OpenTelemetry works best when it becomes part of the application bootstrap rather than an afterthought added after the first outage.
Keep the bootstrap thin
The goal of an instrumentation entrypoint is to enable tracing and metrics without making the runtime difficult to reason about.
import { NodeSDK } from '@opentelemetry/sdk-node';
import { getNodeAutoInstrumentations } from '@opentelemetry/auto-instrumentations-node';
import { OTLPTraceExporter } from '@opentelemetry/exporter-trace-otlp-http';
const sdk = new NodeSDK({
traceExporter: new OTLPTraceExporter({
url: process.env.OTEL_EXPORTER_OTLP_TRACES_ENDPOINT,
}),
instrumentations: [getNodeAutoInstrumentations()],
serviceName: 'payments-api',
});
await sdk.start();
Capture business context deliberately
Auto-instrumentation gives you a useful baseline, but the spans that matter most often describe domain work: checkout creation, invoice settlement, plan changes, or report generation.

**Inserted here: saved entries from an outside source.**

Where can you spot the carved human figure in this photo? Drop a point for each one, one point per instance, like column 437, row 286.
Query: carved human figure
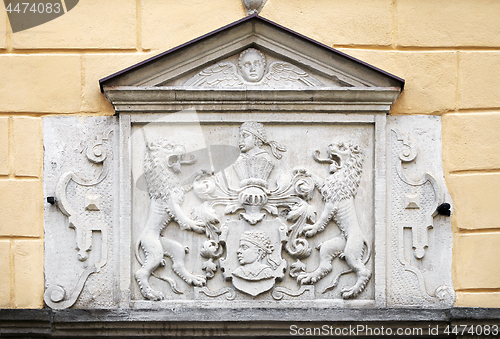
column 252, row 69
column 255, row 246
column 254, row 165
column 252, row 65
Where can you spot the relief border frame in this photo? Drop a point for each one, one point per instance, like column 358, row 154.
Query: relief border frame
column 290, row 112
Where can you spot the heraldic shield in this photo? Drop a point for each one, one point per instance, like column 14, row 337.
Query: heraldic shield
column 253, row 261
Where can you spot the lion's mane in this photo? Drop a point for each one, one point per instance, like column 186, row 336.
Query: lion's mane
column 344, row 183
column 160, row 180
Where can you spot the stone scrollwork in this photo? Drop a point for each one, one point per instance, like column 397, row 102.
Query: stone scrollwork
column 253, row 70
column 416, row 211
column 56, row 296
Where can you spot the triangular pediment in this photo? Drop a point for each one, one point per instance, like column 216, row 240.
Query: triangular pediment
column 290, row 61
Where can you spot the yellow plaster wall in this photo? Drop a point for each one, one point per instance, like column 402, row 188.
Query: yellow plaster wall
column 447, row 51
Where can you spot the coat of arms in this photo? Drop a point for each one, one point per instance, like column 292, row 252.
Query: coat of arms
column 262, row 221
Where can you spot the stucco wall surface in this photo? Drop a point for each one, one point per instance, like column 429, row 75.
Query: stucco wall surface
column 447, row 51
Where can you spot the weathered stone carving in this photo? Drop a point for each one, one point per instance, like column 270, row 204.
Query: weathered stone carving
column 417, row 230
column 56, row 296
column 162, row 162
column 254, row 6
column 252, row 70
column 339, row 190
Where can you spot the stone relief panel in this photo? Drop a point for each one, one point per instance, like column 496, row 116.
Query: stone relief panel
column 420, row 231
column 79, row 183
column 253, row 68
column 252, row 212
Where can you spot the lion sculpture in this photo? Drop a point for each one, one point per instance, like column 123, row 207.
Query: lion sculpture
column 339, row 190
column 162, row 163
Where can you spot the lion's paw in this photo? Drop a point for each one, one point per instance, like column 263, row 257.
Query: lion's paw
column 306, row 279
column 310, row 230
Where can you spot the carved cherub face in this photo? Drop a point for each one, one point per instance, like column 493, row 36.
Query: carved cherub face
column 248, row 253
column 252, row 66
column 247, row 141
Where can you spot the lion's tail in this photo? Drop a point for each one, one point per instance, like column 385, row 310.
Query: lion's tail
column 137, row 256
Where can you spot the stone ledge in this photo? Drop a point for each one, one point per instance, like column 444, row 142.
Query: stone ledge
column 237, row 322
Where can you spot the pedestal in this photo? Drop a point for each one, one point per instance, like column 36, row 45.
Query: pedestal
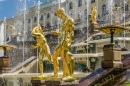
column 112, row 56
column 94, row 26
column 4, row 64
column 51, row 82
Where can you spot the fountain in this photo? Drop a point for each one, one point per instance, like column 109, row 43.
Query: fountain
column 67, row 78
column 112, row 71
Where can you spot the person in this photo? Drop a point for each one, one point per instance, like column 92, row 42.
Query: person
column 66, row 38
column 94, row 13
column 43, row 47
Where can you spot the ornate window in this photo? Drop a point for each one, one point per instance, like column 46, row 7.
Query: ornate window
column 85, row 12
column 104, row 9
column 70, row 5
column 41, row 18
column 126, row 6
column 48, row 15
column 79, row 3
column 29, row 20
column 48, row 24
column 92, row 1
column 35, row 19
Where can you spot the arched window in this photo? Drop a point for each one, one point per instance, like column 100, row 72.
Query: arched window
column 35, row 19
column 85, row 12
column 92, row 1
column 48, row 24
column 29, row 20
column 41, row 17
column 48, row 15
column 126, row 6
column 70, row 5
column 104, row 9
column 79, row 3
column 79, row 14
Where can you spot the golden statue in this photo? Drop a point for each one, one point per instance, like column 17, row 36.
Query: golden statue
column 94, row 14
column 66, row 38
column 13, row 30
column 43, row 47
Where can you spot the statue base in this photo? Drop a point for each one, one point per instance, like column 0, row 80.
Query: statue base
column 4, row 64
column 52, row 81
column 94, row 26
column 112, row 56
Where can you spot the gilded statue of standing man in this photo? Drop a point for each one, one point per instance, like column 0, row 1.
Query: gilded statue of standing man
column 94, row 14
column 66, row 38
column 43, row 47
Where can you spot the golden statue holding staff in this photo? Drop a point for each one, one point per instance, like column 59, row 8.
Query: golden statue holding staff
column 43, row 47
column 94, row 14
column 66, row 38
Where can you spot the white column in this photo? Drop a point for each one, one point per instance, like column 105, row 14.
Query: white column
column 44, row 19
column 1, row 38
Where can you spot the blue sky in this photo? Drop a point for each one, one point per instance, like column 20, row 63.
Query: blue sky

A few attributes go a long way
- Stable tenant or account identifiers
- Operation category
- Dependency target
- Retry attempt number
Design dashboards around decisions
The best dashboards reduce time-to-decision.
- Is the system healthy for users right now?
- Which dependency or code path regressed?
- Are errors isolated or widespread?
- Is the problem getting worse?
Use tracing to improve change safety
Once traces are trustworthy, deployments become easier to evaluate. Engineers can compare before and after behavior without guessing whether a latency shift is normal traffic variance or a real regression.
That is why I treat observability as a product capability rather than a purely operational concern.